Paycheck Protection Program – § 7(a)(36) of the Small Business Act (15 U.S.C. 636(a))

April 3, 2020

The “Coronavirus Aid, Relief, and Economic Security Act” (“CARES Act”) establishes a new loan under section 7(a) of the Small Business Act (“SBA”) called the “Paycheck Protection Program.”  The provisions authorize businesses with no more than 500 employees to borrow money from the federal government through the SBA (the “covered loan”) for use during the covered period, which is February 15, 2020, to June 30, 2020 (“covered period”).  

            During the covered period, the covered loan may be used for (1) payroll costs; (2) costs related to continuing group health care benefits during paid sick, medical, or family leave, and insurance premiums; (3) employee salaries, commissions, or similar compensation; (4) payments of interest on any mortgage obligation; (5) rent; (6) utilities; and (7) interest on debt incurred before the covered period.

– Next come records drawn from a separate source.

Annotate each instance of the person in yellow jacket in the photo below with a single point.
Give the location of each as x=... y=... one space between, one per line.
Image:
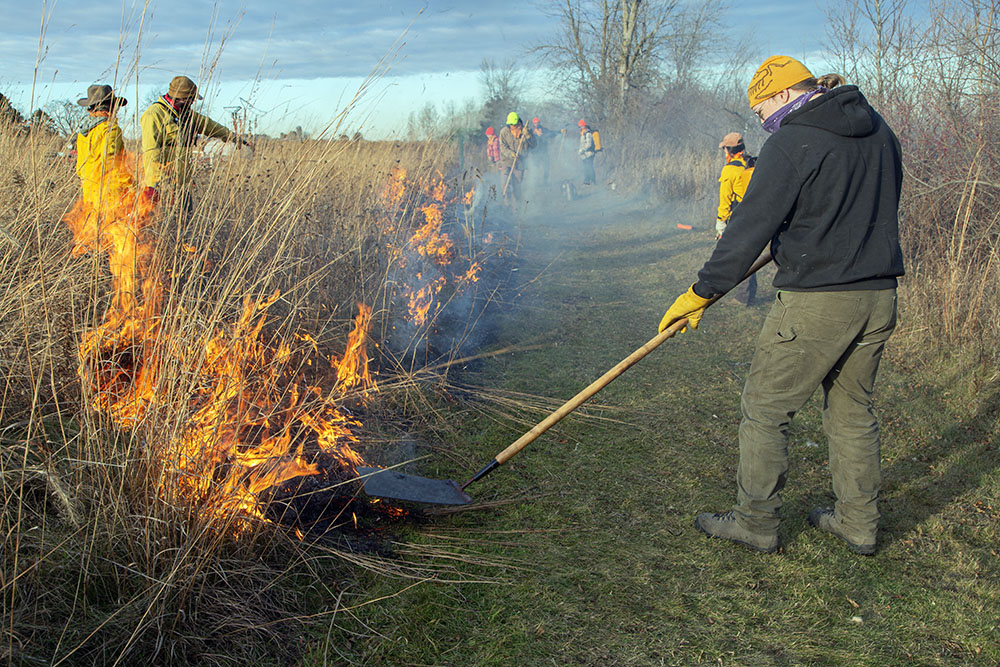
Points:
x=733 y=182
x=169 y=127
x=100 y=153
x=105 y=217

            Payroll costs are defined as payments of compensation with respect to an employee that is  (1) salary, wage, commission, or similar compensation; (2) cash tip or equivalent; (3) payment for vacation, parental, family, medical, or sick leave; (4) allowance for dismissal or separation; (5) payment required for group health care benefits, including insurance premiums; (6) payment of retirement benefits; or (7) payment of State or local tax assessed on the compensation of employees.  Payroll costs do not include compensation in excess of $100,000 per employee per year nor do they include federal payroll taxes and income tax withholding incurred in the covered period.

            The maximum amount of the covered loan during the covered period is the lesser of (1) the average total monthly payroll costs incurred during the 1-year period before the date on which the loan is made times 2.5; or (2) $10,000,000. Additional rules exist for season employers and those who have a loan under section 7(b)(2) of the SBA.  The interest rate is capped at 4%, and there are no fees. In addition, there is no requirement that the business be unable to obtain credit elsewhere, no collateral required, and no personal guarantee required.

            Sole proprietorships, independent contractors, self-employed individuals, and nonprofits are also eligible for the covered loan.  Businesses should contact an SBA lender to apply for the covered loan.  The CARES Act anticipates authorizing more lenders to provide covered loans.

Loan Forgiveness - § 1106 of the CARES Act

            The covered loan can be forgiven, to an extent, under section 1106 of the CARES Act.  The loan can be forgiven for amounts paid from the proceeds of the covered loan that are incurred during the covered period (here, in this provision, the 8-week period beginning on the date of the origination of the covered loan) on (1) payroll costs (using the definition in section 7(a)(36) of the SBA, above); (2) mortgage interest; (3) rent; and (4) utilities.

            The amount forgiven cannot exceed the principal amount of the covered loan.  The amount of loan forgiveness is reduced where there is a reduction in employees or reduction of compensation.  Regarding a reduction of employees, the forgiveness amount is reduced by the number obtained by dividing (1) the average number of full-time equivalent (“FTE”) employees per month during the covered period by (2) at the election of the employer, (A) the average number of FTE employees per month between February 15, 2019, and June 30, 2019, or (B) the average number of FTE employees per month between January 1, 2020, and February 29, 2020. A different test applies for seasonal employers. Regarding a reduction in compensation, the forgiveness amount is reduced by the amount of any reduction in total salary or wages of an employee (other than employees who received during any pay period during 2019 compensation at an annual rate in excess of $100,000) in excess of 25 percent of the compensation of the employee during the most recent full quarter.  These reductions will not apply if corrected by June 30, 2020.  

            An employer that receives a covered loan must apply for forgiveness and provide certain documentation.  While the amounts forgiven constitute canceled indebtedness income, they will be excluded from gross income for federal income tax purposes.